Chatbot
Un chatbot[1],[2], aussi nommé dialogueur[3] ou agent conversationnel[2],[4], est un agent logiciel conçu pour interagir avec des utilisateurs par des échanges textuels ou vocaux.
Des chatbots comme ELIZA existent depuis la fin des années 1960. Conçus principalement pour des applications spécifiques, ils reposaient sur des règles prédéfinies programmées par des humains. Leurs capacités étant limitées, ils échouaient face à des interactions plus complexes. Au fil des décennies, leur utilisation s’est étendue, notamment avec leur intégration dans des sites web et des services clients, ainsi que dans les années 2010 avec des assistants personnels intelligents tels que Siri ou Cortana.

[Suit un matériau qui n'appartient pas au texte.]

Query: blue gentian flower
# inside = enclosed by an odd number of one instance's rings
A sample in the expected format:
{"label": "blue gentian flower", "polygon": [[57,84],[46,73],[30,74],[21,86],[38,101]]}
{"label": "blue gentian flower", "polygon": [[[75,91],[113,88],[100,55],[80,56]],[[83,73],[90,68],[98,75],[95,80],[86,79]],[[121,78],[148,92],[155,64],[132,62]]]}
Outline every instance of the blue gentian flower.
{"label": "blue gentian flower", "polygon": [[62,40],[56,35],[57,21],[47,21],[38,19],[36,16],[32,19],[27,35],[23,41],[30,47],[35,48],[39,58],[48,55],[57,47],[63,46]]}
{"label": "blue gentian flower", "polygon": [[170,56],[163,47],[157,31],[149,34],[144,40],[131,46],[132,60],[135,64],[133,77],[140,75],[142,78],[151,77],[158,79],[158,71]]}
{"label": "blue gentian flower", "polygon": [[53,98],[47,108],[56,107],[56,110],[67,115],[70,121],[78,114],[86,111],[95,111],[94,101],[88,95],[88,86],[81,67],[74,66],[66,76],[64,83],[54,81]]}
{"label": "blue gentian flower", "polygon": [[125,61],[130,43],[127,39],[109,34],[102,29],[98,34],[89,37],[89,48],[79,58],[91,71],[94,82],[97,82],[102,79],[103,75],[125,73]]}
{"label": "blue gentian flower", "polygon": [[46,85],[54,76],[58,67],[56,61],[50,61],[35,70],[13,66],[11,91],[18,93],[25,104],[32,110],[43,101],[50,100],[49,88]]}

Les performances des chatbots se sont rapidement améliorées au début des années 2020 avec les grands modèles de langage. Ces chatbots apprennent d'eux-mêmes à générer du texte en étant entraînés sur de vastes quantités de texte issu d'internet. ChatGPT a connu une forte popularité dès son lancement en novembre 2022, atteignant 100 millions de comptes enregistrés en seulement deux mois, la croissance la plus rapide de l'histoire pour une application logicielle. Des modèles concurrents sont rapidement apparus, comme Claude ou Gemini.
Historique
modifierLes premiers chatbots ont été ELIZA, PARRY (en), et SHRDLU.
ELIZA fut créé en 1966[5]. Elle avait été créée par Joseph Weizenbaum, du Massachusetts Institute of Technology (MIT), et ne prenait que trois pages en langage SNOBOL. Elle faisait grand usage de la technique de l'écholalie[réf. souhaitée] :
- elle commençait par poser une question neutre (Bonjour. Pourquoi venez-vous me voir ?) à la personne testée, puis analysait à chaque fois la réponse pour tenter de reposer une question en relation avec celle-ci ;
- si une question lui était posée, elle demandait pourquoi on lui posait la question ;
- si une phrase contenait le mot computer, elle demandait : Dites-vous cela parce que je suis une machine ? ;
- etc.
Des concours de chatbots sont organisés chaque année pour promouvoir l'émulation dans ce domaine. De nombreux chatbots ont été développés, en partie grâce au Prix Loebner, une compétition basée sur le test de Turing. Lors de ces concours, afin d'évaluer les chatbots, le jury peut dialoguer soit avec un humain soit avec un chatbot à travers une interface clavier/écran. Au bout d'un certain temps, le jury doit évaluer si le candidat testé est une machine ou un humain[6].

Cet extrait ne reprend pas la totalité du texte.